No institution outside of charities/NGOs has ever functioned from a standpoint of moral purity. Sure many have claimed to when a convenient narrative was available, but no nation that implemented a "morality first" platform would survive for long. They simply wouldn't be able to strike deals with most other nations on moral grounds, and would turn themselves into a nicer, gentler North Korea. I guess Bhutan comes the closest, but aside from their use as a buffer zone/chess piece between the Indians and Chinese, no one outside of some human-interest bloggers cares about Bhutan (if I have to hear about their happiness index one more time...). Europe's various moral stances are the result of American strategic overwatch and a globalized economic system where they didn't have to secure their own resources. Take those away and the morality will dry up awful fast (where do you think the old European empires came from?)

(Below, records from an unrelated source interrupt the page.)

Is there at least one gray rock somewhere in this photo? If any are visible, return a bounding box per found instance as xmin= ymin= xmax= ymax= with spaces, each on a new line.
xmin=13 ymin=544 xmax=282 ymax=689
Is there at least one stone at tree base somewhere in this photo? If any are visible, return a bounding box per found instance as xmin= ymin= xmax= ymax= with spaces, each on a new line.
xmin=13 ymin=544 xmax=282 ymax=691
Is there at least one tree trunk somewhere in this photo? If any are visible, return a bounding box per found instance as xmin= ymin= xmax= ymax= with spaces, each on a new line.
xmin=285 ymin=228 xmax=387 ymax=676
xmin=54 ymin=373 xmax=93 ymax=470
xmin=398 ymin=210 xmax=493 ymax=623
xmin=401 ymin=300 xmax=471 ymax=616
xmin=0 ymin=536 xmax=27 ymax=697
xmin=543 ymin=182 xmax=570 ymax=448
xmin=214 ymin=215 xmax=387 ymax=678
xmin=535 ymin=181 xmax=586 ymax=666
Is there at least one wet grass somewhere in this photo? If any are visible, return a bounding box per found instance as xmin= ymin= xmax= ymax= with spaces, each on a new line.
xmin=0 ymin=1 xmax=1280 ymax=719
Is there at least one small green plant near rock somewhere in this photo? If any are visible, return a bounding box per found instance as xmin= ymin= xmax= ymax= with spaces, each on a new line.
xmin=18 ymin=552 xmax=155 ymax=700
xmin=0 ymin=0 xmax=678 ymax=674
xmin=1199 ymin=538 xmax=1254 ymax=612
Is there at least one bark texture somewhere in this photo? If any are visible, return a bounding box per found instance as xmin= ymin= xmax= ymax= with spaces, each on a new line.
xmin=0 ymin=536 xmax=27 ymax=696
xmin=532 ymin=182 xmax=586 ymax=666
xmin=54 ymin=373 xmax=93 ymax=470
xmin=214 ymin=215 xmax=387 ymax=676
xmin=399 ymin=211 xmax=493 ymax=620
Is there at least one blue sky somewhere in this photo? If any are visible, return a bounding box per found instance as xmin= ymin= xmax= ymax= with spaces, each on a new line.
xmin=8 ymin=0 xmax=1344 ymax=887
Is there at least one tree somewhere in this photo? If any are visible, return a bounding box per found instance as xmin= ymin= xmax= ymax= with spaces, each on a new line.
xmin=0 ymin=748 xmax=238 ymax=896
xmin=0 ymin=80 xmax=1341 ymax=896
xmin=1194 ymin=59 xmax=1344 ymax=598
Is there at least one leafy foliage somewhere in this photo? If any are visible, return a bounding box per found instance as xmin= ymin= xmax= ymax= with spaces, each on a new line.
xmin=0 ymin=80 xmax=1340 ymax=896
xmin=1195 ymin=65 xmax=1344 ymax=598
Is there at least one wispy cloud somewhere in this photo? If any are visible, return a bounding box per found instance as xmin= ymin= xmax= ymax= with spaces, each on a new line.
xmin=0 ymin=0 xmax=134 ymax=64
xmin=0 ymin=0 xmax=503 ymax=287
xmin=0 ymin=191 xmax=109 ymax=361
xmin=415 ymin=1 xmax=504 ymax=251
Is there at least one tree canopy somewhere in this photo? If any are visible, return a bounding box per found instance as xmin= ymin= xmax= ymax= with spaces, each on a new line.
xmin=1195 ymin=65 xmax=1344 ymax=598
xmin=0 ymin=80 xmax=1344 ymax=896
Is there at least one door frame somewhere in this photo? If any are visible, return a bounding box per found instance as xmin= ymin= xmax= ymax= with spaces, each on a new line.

As for the Saudis and Yemen specifically, I think most Americans in the abstract would agree we should be sanctioning the Saudis... right up until they learn that means gas shortages and insane prices at the pump. For most Americans the cost of gas directly impacts their families' livelihoods, and people will always pick their own family's welfare over the welfare of strangers half a world away. Sure there's a minority that's willing to sacrifice regardless, and sure it would be nice if the whole world was that way. But it isn't, not even close. So we have to deal with what we have, and Yemen, among other places, is screwed.

I disagree. We do care. We just think some things are savable, and some not. That's why there's pressure on Iran now, and Russia now. That's why the west bitches and moans about the US doing immoral shit. Not because it's the worst, but because we think there's a chance they might care. Unlike Saudi Arabia, which we pretty much write off as total monsters.
So we have had sanctions on Iran for decades because ae actually think they’re more moral than Saudis and will eventually come around, rather than having to do with Saudis being our allies and selling oil cor dollars while Iranians overthrew the Shah?

I think during the Shah times, if Iran was bombing people we’d also look the other way. We looked the other way when Afghanistan did genocidal rapes of Bangladesh in their war of independence…

And in your view btw who are moral monsters — Arabs vs Persians or their governments?